In October 2017, we took ThousandEyes Connect to Chicago for the first time and were thrilled to host customer speakers from United Airlines and JLL. In this post, we will summarize the presentation by Brandon Mangold, Principal Operations Engineer at United Airlines.
In his talk at ThousandEyes Connect, Brandon walked through the United Airlines and ThousandEyes journey while highlighting the importance of correlating visibility across multiple networks and applications to manage a global network.
What does a Global Network Look Like?
Brandon kickstarted the session by giving the audience a glimpse of what a global enterprise network looks like. The United Airlines network is made up of 1000+ offices and over 400,000 employees accessing a myriad of applications for their day-to-day jobs. Apart from that, over 6M internet users visit united.com every day. The enterprise backbone comprises of seven global contact centers and three private hybrid cloud data centers, hosting a variety of business-critical applications. Brandon and his team are responsible for managing United’s expansive global network with 9000 interconnected devices and four major service providers fueling the connectivity to the data centers.

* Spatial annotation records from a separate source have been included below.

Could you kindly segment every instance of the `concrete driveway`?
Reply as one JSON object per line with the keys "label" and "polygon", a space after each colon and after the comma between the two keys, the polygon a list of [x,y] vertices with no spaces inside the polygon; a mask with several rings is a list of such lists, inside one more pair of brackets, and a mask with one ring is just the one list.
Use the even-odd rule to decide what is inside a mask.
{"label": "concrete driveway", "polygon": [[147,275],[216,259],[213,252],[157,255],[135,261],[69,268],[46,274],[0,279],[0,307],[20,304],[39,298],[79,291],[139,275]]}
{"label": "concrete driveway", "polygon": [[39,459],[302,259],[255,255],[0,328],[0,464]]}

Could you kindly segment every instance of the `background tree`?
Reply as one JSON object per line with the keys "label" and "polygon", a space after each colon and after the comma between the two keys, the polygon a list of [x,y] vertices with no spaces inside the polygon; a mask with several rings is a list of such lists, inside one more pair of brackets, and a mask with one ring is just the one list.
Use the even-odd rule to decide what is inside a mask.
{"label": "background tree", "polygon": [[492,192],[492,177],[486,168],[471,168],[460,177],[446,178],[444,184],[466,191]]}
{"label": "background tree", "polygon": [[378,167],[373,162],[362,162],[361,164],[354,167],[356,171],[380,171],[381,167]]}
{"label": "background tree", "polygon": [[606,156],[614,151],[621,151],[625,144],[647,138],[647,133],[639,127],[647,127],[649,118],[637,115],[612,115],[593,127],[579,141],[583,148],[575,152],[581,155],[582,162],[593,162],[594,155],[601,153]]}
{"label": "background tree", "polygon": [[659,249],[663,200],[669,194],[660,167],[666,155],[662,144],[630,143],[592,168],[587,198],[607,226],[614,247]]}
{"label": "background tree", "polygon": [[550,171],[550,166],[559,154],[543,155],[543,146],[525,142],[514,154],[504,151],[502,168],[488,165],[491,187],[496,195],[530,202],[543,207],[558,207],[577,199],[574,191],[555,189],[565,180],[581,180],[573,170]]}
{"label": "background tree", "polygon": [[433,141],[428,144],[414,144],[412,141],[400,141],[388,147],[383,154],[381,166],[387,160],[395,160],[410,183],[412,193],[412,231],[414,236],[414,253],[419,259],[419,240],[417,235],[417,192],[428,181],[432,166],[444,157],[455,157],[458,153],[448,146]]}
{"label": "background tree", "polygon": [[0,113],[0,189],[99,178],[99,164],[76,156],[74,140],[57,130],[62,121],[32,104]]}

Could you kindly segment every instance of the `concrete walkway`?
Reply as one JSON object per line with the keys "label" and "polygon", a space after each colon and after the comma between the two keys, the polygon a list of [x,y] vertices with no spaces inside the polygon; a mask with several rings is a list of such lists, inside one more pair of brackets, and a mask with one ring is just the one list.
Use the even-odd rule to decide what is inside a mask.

Trial Gone Wild. Wildly Successful.
Brandon was first introduced to ThousandEyes at Network Field Day 12 in August 2016. He confesses that he had initially assumed ThousandEyes to be a platform to monitor only external Internet presence. However, the session revealed that he could do a lot more with ThousandEyes. Brandon said, “I learned a lot more about the product, especially about the Enterprise Agent. That’s really what got me interested.” Fired with this newly acquired knowledge, Brandon was very excited to kickstart the free trial and see what ThousandEyes could do for them. He related, “We lit up a very basic demo, from a couple of Cloud Agents to start monitoring the external Internet links on our website.”
Within two weeks into the trial, Brandon and his team were called on a P1 incident. A severe outage was rendering a large portion of their dot-com and mobile app unavailable to users all around the world. “United customers were unable to check-in to their flight or make a reservation online”, he said. While the team was looking for hints within their CDN provider (Akamai) and the application itself, Brandon decided to look at ThousandEyes data for clues. Brandon recounted, “Within 15 minutes of digging around, I had visible proof that Level3, our upstream ISP was dropping a large amount of packets.” A major Level 3 outage was affecting availability to United’s online facing assets. But, a global network is built to be foolproof for these type of outages, so the question remained as to why their CDN load-balancing solution was not kicking in?
Brandon described that “Level 3 was dropping a large amount of packets, but not enough for our global Akamai load balancer to switch over.” The fluctuating packet drops within Level 3 just allowed the right number of keep alives to get through, tricking Akamai to not initiate a failover. Confident that the outage clearly was within the operating realms of Level3, Brandon submitted a ticket and did a manual failover at Akamai to force traffic to go through a clean link. He depicted the result: “We were back up and running in no time. ThousandEyes saved us more than an hour and we hadn’t paid a dime for it yet!”
During many instances in his presentation, Brandon emphasised the importance of having visibility into your networks and applications. He commented, “You can’t know what you can’t see. Before ThousandEyes I had zero visibility into upstream provider issues.”
Tackling Tricky VoIP Quality
After witnessing early success with the trial, Brandon decided to test the ThousandEyes VoIP functionality to tackle a pesky voice issue that had been haunting his team for a month. Multiple branch locations were experiencing a pronounced degradation in voice quality resulting in numerous IT tickets. Brandon explained that within 10 minutes of setting up an Enterprise Agent from two branch locations, he was able to narrow down the root cause. He says “I lit up a couple of Enterprise Agents and triggered a basic voice test, simulating Expedited Forwarding (EF) traffic. Within 10 minutes, we narrowed down the problem to a device within our internal MPLS network that was remarking VoIP EF traffic to best effort.” It turned out that their MPLS service provider had misconfigured QoS settings at the customer edge (CE) router that adversely affected VoIP packets (Figure 3).
The Flight Ahead: Integrating Network and Application Monitoring
“While the motivation for ThousandEyes was primarily to serve as a network monitoring platform and get visibility into upstream service provider networks and BGP changes, we are starting to see the possibilities it opens for application monitoring”, said Brandon. Actively monitoring HTTP application performance while keeping the network in perspective gives both network and application teams a common platform to rely on. Brandon explained, “We would like to bring teams together so we can have a common view of the intersection between network and applications.”
United is also extending their implementation of VoIP to include dashboards and reports that show deviation in MoS scores. Brandon added that he’s a big fan of standard deviation charts, as its the fastest way to identify anomalies.